[ILUG] SuSE redistribution

Rick Moen rick at linuxmafia.com
Wed Apr 20 18:40:37 IST 2005


Quoting Laur Ivan (laur.ivan at corvil.com):

> I understand from threads:
> http://lists.suse.com/archive/suse-linux-e/2005-Apr/1292.html
> http://lists.suse.com/archive/suse-linux-e/2005-Apr/1495.html
> 
> that there should be no prob in distributing the CDs as long as "money
> don't change hands". 

That's (1) out of date language, and (2) didn't ever concern _all_ of
the CDs' contents, in any event:

This language was in older SUSE boxed sets and downloadable ISOs, and
concerned the licence to the then-current version of YaST/YaST2, which
software was/is property of SUSE Linux AG.  More recently, Novell/SUSE
has issued newer releases of YaST/YaST2 under GPLv2.
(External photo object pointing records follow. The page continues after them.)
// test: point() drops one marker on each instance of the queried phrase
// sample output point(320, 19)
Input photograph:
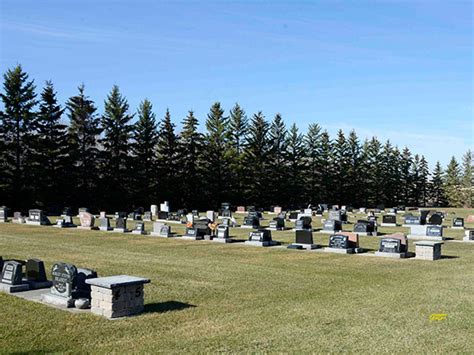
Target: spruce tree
point(144, 141)
point(83, 133)
point(327, 170)
point(423, 181)
point(238, 124)
point(453, 183)
point(256, 162)
point(116, 143)
point(437, 186)
point(468, 180)
point(295, 154)
point(216, 159)
point(168, 153)
point(18, 136)
point(312, 173)
point(52, 153)
point(278, 164)
point(405, 176)
point(190, 161)
point(353, 178)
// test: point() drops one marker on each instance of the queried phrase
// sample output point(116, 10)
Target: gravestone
point(18, 218)
point(222, 235)
point(251, 221)
point(139, 228)
point(363, 227)
point(64, 277)
point(35, 274)
point(303, 240)
point(330, 226)
point(121, 225)
point(411, 220)
point(458, 223)
point(38, 218)
point(468, 235)
point(154, 211)
point(393, 246)
point(262, 238)
point(335, 215)
point(436, 219)
point(163, 216)
point(165, 207)
point(343, 243)
point(389, 220)
point(3, 214)
point(426, 232)
point(426, 250)
point(12, 272)
point(293, 216)
point(117, 296)
point(161, 230)
point(303, 223)
point(104, 224)
point(87, 221)
point(278, 223)
point(12, 277)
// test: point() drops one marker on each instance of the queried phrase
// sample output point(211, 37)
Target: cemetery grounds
point(213, 297)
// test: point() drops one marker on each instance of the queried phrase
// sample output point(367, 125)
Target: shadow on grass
point(168, 306)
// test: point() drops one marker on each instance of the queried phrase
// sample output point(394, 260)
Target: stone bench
point(427, 250)
point(117, 296)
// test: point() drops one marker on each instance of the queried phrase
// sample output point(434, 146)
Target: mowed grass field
point(212, 297)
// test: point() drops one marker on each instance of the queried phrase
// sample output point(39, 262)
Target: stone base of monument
point(424, 237)
point(426, 250)
point(328, 231)
point(192, 237)
point(301, 246)
point(227, 240)
point(65, 302)
point(33, 223)
point(13, 288)
point(117, 296)
point(368, 234)
point(343, 251)
point(157, 234)
point(35, 285)
point(391, 255)
point(262, 244)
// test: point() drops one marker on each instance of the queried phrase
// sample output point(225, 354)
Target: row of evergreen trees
point(115, 160)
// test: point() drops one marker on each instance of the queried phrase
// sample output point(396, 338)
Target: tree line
point(118, 159)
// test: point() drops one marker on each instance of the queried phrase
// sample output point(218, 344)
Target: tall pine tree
point(18, 135)
point(116, 143)
point(144, 141)
point(52, 150)
point(83, 134)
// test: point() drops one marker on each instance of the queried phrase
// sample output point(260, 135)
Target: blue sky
point(400, 70)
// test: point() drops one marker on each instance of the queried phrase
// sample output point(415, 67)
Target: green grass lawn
point(209, 297)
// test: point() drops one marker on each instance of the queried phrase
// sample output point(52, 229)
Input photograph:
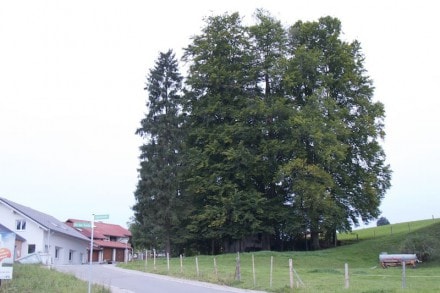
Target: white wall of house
point(32, 232)
point(64, 249)
point(61, 248)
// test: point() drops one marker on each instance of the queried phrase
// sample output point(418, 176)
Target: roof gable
point(103, 230)
point(43, 219)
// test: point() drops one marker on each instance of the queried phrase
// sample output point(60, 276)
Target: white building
point(41, 236)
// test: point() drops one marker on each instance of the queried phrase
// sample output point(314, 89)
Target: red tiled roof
point(111, 244)
point(101, 230)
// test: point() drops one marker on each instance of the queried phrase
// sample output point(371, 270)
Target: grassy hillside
point(317, 271)
point(40, 279)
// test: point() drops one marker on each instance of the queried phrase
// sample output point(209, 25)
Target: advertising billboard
point(7, 244)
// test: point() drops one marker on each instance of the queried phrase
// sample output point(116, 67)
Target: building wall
point(60, 248)
point(33, 233)
point(64, 249)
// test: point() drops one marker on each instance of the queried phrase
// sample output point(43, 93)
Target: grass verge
point(40, 279)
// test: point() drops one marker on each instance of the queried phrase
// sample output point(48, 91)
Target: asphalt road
point(129, 281)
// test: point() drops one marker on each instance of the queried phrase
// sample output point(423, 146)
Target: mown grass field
point(40, 279)
point(317, 271)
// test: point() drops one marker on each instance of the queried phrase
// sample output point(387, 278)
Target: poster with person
point(7, 244)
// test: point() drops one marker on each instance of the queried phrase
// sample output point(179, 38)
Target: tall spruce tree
point(160, 207)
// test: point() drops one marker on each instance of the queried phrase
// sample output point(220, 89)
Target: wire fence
point(280, 274)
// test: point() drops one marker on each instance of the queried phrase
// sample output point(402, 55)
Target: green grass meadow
point(40, 279)
point(316, 271)
point(313, 271)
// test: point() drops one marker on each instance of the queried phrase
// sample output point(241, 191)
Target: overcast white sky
point(72, 75)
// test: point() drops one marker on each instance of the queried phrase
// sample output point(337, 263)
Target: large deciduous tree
point(159, 208)
point(221, 143)
point(281, 137)
point(338, 174)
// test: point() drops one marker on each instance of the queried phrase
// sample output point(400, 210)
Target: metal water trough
point(392, 260)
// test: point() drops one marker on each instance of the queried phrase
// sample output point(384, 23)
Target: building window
point(20, 225)
point(31, 248)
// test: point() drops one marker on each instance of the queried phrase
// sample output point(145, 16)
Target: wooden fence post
point(271, 271)
point(237, 268)
point(291, 272)
point(403, 274)
point(253, 270)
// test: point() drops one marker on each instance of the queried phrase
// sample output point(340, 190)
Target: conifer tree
point(159, 207)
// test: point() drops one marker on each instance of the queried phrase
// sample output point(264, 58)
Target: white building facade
point(42, 238)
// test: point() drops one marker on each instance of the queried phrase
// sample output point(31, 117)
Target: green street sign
point(82, 225)
point(101, 217)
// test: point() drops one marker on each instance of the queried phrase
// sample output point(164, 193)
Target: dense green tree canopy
point(281, 136)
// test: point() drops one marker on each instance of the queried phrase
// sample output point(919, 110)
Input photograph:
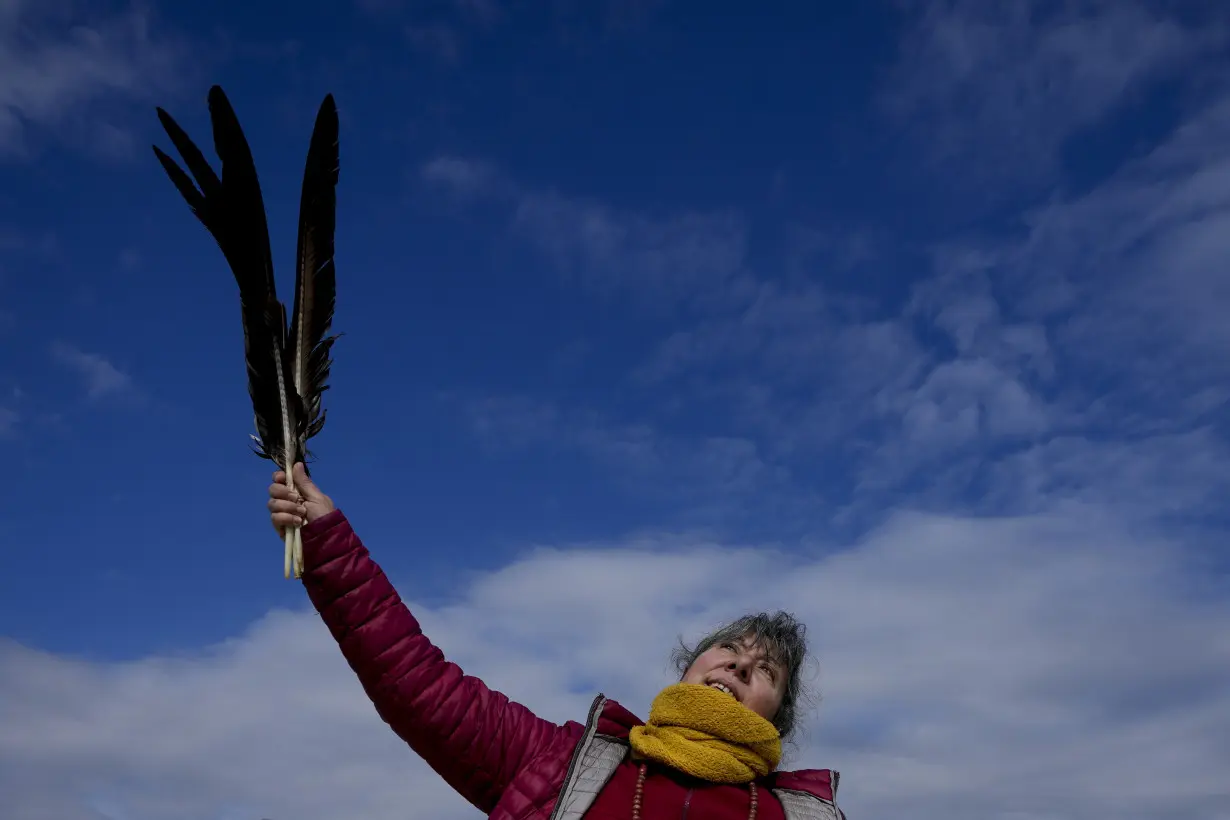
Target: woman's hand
point(306, 503)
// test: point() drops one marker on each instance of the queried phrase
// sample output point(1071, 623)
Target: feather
point(287, 366)
point(315, 282)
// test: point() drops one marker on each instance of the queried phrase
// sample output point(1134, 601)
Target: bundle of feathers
point(288, 363)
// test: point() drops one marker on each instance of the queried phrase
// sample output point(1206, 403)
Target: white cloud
point(100, 376)
point(1058, 665)
point(59, 60)
point(662, 258)
point(1000, 86)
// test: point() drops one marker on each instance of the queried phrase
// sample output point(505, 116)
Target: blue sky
point(909, 317)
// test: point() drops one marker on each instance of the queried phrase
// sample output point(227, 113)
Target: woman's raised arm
point(474, 737)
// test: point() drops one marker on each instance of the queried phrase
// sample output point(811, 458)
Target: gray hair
point(781, 636)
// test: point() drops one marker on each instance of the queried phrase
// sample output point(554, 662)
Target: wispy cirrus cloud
point(998, 87)
point(690, 256)
point(64, 64)
point(100, 379)
point(1000, 666)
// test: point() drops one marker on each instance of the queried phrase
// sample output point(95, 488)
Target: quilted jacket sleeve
point(475, 738)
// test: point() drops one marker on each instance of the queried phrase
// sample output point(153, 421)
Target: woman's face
point(752, 676)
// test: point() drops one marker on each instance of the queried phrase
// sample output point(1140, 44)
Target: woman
point(710, 748)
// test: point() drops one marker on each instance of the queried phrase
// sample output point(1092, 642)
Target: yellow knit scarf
point(707, 734)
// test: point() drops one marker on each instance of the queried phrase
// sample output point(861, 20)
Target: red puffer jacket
point(498, 755)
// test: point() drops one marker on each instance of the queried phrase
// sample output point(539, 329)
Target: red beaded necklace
point(638, 798)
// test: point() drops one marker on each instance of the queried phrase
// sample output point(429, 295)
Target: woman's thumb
point(304, 484)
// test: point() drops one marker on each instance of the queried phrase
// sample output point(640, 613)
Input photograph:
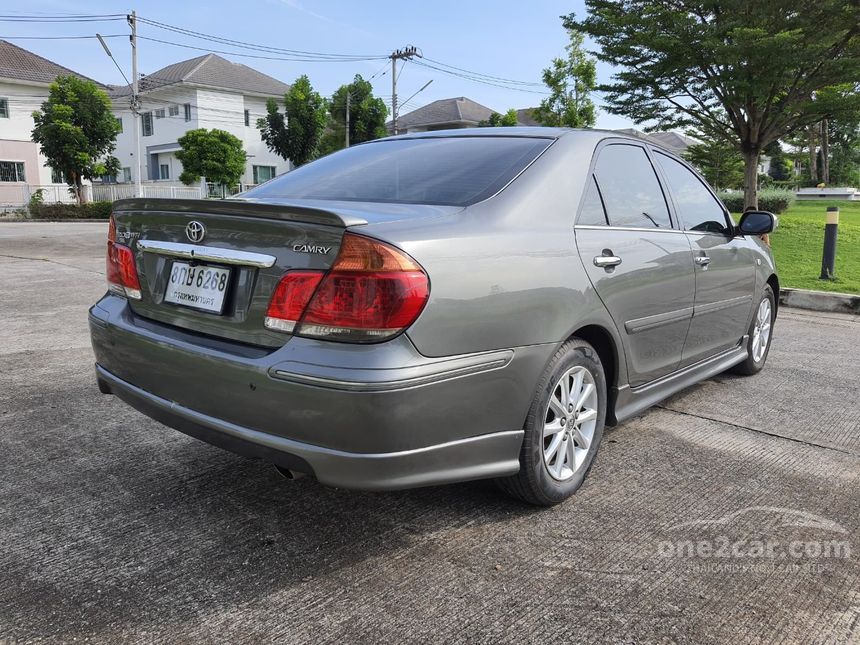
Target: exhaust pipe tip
point(289, 474)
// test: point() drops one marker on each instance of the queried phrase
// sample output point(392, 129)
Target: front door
point(640, 265)
point(724, 265)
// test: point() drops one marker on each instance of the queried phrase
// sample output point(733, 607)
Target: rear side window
point(592, 213)
point(454, 171)
point(629, 187)
point(697, 207)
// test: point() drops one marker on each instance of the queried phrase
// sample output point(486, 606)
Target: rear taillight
point(120, 267)
point(373, 291)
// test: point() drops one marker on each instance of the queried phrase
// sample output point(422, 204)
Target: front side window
point(697, 207)
point(630, 189)
point(592, 213)
point(450, 171)
point(12, 171)
point(146, 124)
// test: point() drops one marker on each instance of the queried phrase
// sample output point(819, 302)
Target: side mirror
point(757, 223)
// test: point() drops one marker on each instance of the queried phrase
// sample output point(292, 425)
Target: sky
point(511, 40)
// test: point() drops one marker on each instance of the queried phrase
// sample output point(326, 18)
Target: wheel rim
point(569, 423)
point(761, 330)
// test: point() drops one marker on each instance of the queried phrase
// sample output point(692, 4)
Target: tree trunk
point(813, 158)
point(751, 158)
point(825, 153)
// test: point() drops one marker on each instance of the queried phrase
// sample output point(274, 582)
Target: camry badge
point(311, 248)
point(195, 231)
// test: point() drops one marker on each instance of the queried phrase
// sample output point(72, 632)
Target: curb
point(845, 303)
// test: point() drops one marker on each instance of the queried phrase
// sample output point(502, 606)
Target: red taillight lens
point(372, 292)
point(120, 267)
point(290, 299)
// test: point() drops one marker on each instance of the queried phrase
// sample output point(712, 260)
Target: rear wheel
point(563, 428)
point(760, 335)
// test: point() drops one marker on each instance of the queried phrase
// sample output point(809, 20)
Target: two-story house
point(204, 92)
point(25, 79)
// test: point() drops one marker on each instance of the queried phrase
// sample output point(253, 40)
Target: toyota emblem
point(195, 231)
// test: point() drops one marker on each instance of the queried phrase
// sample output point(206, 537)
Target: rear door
point(639, 263)
point(724, 264)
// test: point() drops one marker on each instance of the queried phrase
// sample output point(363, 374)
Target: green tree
point(366, 116)
point(570, 81)
point(781, 167)
point(496, 120)
point(76, 132)
point(719, 162)
point(295, 134)
point(744, 71)
point(214, 154)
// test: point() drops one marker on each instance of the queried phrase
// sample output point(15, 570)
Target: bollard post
point(828, 258)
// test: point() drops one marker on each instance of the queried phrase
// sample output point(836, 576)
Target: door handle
point(606, 261)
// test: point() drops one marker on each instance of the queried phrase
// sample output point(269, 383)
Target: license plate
point(199, 287)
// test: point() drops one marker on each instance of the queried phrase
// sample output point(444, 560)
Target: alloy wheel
point(761, 330)
point(569, 423)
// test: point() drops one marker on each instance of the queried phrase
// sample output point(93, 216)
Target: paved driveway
point(730, 513)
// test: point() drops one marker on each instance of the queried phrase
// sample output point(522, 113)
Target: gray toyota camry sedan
point(435, 307)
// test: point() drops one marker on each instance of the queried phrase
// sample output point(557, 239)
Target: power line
point(258, 47)
point(255, 56)
point(60, 37)
point(487, 76)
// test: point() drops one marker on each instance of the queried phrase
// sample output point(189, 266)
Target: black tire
point(751, 366)
point(533, 483)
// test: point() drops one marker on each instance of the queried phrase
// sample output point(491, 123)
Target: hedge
point(91, 210)
point(775, 200)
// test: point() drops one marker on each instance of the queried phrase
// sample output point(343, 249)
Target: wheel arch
point(773, 281)
point(607, 350)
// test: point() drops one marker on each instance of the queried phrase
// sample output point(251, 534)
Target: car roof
point(589, 134)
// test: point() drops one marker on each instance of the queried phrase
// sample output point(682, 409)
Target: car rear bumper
point(372, 417)
point(490, 455)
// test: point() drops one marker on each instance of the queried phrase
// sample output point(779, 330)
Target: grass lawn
point(799, 240)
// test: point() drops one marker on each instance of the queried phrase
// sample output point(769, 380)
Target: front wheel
point(760, 333)
point(563, 428)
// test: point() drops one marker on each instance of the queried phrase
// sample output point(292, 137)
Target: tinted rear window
point(455, 171)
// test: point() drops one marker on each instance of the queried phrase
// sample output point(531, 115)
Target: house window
point(263, 173)
point(146, 123)
point(12, 171)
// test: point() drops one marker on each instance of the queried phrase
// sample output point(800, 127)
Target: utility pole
point(135, 101)
point(347, 117)
point(401, 54)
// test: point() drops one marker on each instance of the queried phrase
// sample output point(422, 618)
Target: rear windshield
point(453, 171)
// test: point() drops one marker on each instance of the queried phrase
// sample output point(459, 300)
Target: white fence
point(113, 192)
point(14, 196)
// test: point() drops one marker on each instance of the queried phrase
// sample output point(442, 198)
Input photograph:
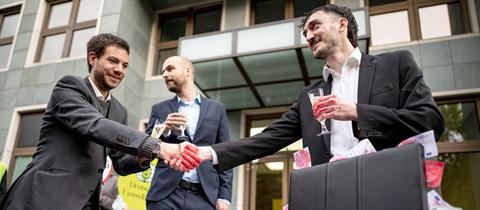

Any edition of SUSE always consists of a great many more packages than
just YaST/YaST2.  Each licence has its own copyright owner -- ownership
being diverse, as with any other Linux distribution -- and licensing
terms specified by the copyright owner, sometimes as part of a business
arrangement specifically with Novell/SUSE, sometimes not.

Certain of the editions, notably Professional Edition, have always
included at least a few proprietary packages whose copyright owners have
_not_ issued for them permission for the public to redistribute the
software.  As of SUSE 9.1, those were (at minimum):

Adobe Acroread
Moneyplex
Opera Web browser
Real Networks RealPlayer8

Last September, I unpacked the SUSE 9.1 Professional Edition RPMs of all
of those packages, and verified from direct inspection that the
software in question may _not_ be lawfully redistributed.  Please see:

http://linuxmafia.com/pipermail/conspire/2004-September/000513.html
http://linuxmafia.com/pipermail/conspire/2004-September/000514.html

It's possible that SUSE 9.3 Professional Edition omits all such
packages, but I doubt it _very_ much.  


The history of these online discussions traditionally features people
citing basically irrelevant licence statements (e.g., collective work /
compilation copyright statements from Novell/SUSE, which obviously
cannot apply to components that firm doesn't own copyright on, and
misinformed assertions from SUSE sales staff).  I notice that this
renewed thread is following suit.

If someone has SUSE 9.3 Professional Edition, and can cite licence terms
of the above-referenced packages or their successors, then _that_ might 
actually be relevant.  (There might be other non-redistributable
packages inside Professional Edition, but those are the four I spotted.)

-- 
Cheers,                                      Hardware:  The part you kick.
Rick Moen                                    Software:  The part you boot.